Derakhshan’s function was equally important. He established and operated firms in Hong Kong and the United Arab Emirates to course of transactions for Iranian entities already underneath sanction.
These constructions allowed Tehran to sidestep restrictions whereas protecting monetary flows lively in world markets.

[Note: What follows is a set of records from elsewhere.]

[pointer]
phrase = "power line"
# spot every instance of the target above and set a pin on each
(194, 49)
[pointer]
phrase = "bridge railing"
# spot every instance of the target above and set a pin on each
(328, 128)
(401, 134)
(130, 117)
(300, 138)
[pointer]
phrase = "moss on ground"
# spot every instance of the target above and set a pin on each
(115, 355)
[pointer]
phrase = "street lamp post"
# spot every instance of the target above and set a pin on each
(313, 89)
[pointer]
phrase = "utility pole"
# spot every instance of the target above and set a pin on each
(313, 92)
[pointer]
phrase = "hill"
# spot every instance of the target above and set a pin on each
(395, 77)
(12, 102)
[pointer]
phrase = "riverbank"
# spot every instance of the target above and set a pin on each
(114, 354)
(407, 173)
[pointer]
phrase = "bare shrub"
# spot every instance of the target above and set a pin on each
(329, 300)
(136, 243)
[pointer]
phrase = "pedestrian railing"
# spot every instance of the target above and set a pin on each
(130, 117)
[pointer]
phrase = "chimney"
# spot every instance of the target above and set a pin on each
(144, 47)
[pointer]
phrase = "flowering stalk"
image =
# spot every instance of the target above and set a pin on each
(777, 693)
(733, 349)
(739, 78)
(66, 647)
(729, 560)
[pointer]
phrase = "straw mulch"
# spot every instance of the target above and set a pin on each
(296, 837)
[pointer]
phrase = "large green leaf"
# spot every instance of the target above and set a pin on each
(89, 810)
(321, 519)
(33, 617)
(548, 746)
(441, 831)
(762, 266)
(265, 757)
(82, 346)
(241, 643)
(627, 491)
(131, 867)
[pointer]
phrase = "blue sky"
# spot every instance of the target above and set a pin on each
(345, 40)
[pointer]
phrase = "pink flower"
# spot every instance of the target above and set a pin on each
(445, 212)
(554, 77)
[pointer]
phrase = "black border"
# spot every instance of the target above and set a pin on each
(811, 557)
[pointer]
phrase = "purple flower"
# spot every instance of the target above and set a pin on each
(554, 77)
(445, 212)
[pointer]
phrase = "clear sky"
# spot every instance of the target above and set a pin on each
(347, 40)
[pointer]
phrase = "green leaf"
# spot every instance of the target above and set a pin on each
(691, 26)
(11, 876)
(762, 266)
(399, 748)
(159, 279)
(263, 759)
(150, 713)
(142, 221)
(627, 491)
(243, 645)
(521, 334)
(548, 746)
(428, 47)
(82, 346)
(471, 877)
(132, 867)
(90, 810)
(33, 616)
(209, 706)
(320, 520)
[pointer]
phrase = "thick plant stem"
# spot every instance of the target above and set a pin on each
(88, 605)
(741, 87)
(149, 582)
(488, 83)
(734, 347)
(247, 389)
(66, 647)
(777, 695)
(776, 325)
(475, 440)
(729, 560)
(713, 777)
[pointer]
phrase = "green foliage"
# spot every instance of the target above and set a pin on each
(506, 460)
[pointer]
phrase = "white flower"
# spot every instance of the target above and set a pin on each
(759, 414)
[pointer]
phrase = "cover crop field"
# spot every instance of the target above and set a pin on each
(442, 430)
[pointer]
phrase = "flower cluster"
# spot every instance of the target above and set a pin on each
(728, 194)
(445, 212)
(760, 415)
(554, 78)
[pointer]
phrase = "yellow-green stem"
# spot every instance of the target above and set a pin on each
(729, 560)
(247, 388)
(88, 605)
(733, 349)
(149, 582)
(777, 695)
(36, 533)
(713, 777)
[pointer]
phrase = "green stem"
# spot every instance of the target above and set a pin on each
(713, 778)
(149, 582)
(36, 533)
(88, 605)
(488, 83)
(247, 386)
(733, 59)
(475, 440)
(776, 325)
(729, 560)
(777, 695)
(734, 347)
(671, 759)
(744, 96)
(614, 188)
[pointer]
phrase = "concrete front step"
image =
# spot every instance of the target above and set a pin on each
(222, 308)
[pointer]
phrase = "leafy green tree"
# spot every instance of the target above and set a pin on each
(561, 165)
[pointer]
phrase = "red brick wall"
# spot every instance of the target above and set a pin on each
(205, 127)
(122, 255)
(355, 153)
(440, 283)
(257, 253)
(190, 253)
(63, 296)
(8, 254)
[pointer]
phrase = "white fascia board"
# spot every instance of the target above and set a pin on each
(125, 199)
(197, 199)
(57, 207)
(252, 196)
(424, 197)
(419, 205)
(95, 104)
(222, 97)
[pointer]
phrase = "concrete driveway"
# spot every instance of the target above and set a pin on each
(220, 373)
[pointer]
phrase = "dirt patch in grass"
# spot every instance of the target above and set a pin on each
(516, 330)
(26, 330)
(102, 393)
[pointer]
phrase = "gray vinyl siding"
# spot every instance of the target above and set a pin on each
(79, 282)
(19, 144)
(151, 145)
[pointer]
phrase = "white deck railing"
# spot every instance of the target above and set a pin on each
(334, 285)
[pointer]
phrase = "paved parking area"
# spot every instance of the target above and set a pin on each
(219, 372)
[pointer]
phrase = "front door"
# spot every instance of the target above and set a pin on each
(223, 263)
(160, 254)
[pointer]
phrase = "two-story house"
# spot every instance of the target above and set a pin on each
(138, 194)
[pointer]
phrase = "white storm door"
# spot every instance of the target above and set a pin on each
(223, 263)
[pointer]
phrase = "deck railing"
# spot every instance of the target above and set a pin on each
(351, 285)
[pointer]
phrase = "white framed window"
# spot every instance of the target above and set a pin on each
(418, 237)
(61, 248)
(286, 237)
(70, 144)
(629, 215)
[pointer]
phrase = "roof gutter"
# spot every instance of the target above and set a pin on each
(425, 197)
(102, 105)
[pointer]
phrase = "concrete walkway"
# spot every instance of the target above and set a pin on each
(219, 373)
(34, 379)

John Ok. Hurley, the Below Secretary of the Treasury for Terrorism and Monetary Intelligence, mentioned:
“Iranian entities depend on shadow banking networks to evade sanctions and transfer thousands and thousands by the worldwide monetary system.”
On account of the designations, each males are actually barred from partaking with US individuals or establishments. Anybody discovered facilitating their transactions dangers secondary sanctions.
The transfer highlights how sanctioned states more and more flip to crypto to skirt conventional monetary limitations. Iran’s technique mirrors techniques utilized by Russia because the invasion of Ukraine, the place digital property have grow to be a part of the toolkit for bypassing Western penalties.